Cylindrical algebraic decomposition is a general method that produces a cylindrical decomposition in the same sense considered in Section 6.3.2 for polygons in $ {\mathbb{R}}^2$ and also the decomposition in Section 6.3.4 for the line-segment robot. It is also referred to as Collins decomposition after its original developer [40,232,233]. The decomposition in Figure 6.19 can even be considered as a cylindrical algebraic decomposition for a semi-algebraic set in which every geometric primitive is a linear polynomial. In this section, such a decomposition is generalized to any semi-algebraic set in $ {\mathbb{R}}^n$.

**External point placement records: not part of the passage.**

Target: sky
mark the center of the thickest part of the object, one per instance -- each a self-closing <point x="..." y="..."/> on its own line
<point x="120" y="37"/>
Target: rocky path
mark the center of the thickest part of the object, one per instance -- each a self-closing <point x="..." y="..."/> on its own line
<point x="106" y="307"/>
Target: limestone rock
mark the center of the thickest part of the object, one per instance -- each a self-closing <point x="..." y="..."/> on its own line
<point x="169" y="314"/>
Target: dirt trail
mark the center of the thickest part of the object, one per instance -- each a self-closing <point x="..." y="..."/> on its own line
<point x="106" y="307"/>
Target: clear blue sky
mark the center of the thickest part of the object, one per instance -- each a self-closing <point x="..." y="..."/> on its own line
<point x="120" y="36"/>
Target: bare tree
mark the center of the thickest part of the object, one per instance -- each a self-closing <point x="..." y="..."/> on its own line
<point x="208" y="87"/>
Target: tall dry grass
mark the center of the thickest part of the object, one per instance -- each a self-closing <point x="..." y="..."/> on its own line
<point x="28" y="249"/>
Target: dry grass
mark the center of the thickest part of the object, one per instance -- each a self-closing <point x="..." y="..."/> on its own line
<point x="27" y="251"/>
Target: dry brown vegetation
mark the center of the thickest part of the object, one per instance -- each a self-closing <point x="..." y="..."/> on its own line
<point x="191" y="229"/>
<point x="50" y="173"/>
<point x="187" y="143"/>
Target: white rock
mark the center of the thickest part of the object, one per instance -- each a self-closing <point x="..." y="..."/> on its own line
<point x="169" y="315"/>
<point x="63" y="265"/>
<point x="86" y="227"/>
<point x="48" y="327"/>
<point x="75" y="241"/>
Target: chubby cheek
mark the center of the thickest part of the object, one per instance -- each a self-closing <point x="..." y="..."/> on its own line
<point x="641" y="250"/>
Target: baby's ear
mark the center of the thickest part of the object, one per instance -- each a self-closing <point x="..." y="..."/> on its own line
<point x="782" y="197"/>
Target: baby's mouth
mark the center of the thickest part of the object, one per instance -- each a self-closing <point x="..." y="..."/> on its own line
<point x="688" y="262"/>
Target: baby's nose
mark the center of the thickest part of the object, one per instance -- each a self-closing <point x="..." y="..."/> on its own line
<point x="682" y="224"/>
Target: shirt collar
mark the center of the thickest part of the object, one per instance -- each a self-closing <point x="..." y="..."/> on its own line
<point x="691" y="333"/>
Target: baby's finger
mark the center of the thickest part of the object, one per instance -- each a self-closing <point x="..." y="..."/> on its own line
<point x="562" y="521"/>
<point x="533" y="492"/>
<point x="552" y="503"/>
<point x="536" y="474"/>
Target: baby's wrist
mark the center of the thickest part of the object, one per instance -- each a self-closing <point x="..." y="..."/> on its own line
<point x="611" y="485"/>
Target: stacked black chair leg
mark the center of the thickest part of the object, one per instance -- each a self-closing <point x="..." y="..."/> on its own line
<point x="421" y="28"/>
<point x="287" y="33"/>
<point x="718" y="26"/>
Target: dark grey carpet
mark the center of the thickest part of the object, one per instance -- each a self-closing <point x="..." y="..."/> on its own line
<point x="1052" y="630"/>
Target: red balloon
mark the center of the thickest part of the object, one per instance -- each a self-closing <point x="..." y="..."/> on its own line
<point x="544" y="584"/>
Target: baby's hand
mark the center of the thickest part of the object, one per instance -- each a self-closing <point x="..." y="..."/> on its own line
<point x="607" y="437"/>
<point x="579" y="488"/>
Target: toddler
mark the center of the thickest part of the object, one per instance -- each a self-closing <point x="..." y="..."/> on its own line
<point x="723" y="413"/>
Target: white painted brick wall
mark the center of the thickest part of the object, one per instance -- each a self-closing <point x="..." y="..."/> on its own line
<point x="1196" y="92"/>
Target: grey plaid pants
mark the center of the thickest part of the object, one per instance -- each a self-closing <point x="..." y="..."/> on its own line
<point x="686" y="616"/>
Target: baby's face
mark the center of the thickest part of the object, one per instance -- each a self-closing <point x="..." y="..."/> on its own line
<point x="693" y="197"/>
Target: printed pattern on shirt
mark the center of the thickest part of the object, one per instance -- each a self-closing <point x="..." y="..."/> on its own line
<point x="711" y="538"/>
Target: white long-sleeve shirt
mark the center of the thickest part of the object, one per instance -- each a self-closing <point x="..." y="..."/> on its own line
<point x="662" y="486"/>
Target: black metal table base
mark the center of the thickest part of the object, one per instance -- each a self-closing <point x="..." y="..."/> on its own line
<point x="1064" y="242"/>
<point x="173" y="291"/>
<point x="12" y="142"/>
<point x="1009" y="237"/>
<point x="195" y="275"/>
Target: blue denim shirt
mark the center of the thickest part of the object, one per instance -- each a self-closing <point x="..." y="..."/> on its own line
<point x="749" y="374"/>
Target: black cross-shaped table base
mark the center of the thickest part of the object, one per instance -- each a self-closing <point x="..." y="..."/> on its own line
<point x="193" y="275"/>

The idea is to develop a sequence of projections that drops the dimension of the semi-algebraic set by one each time. Initially, the set is defined over $ {\mathbb{R}}^n$, and after one projection, a semi-algebraic set is obtained in $ {\mathbb{R}}^{n-1}$. Eventually, the projection reaches $ {\mathbb{R}}$, and a univariate polynomial is obtained for which the zeros are at the critical places where cell boundaries need to be formed. A cell decomposition of $ 1$-cells (intervals) and 0-cells is formed by partitioning $ {\mathbb{R}}$. The sequence is then reversed, and decompositions are formed from $ {\mathbb{R}}^2$ up to $ {\mathbb{R}}^n$. Each iteration starts with a cell decomposition in $ {\mathbb{R}}^i$ and lifts it to obtain a cylinder of cells in $ {\mathbb{R}}^{i+1}$. Figure 6.35 shows how the decomposition looks for the gingerbread example; since $ n=2$, it only involves one projection and one lifting.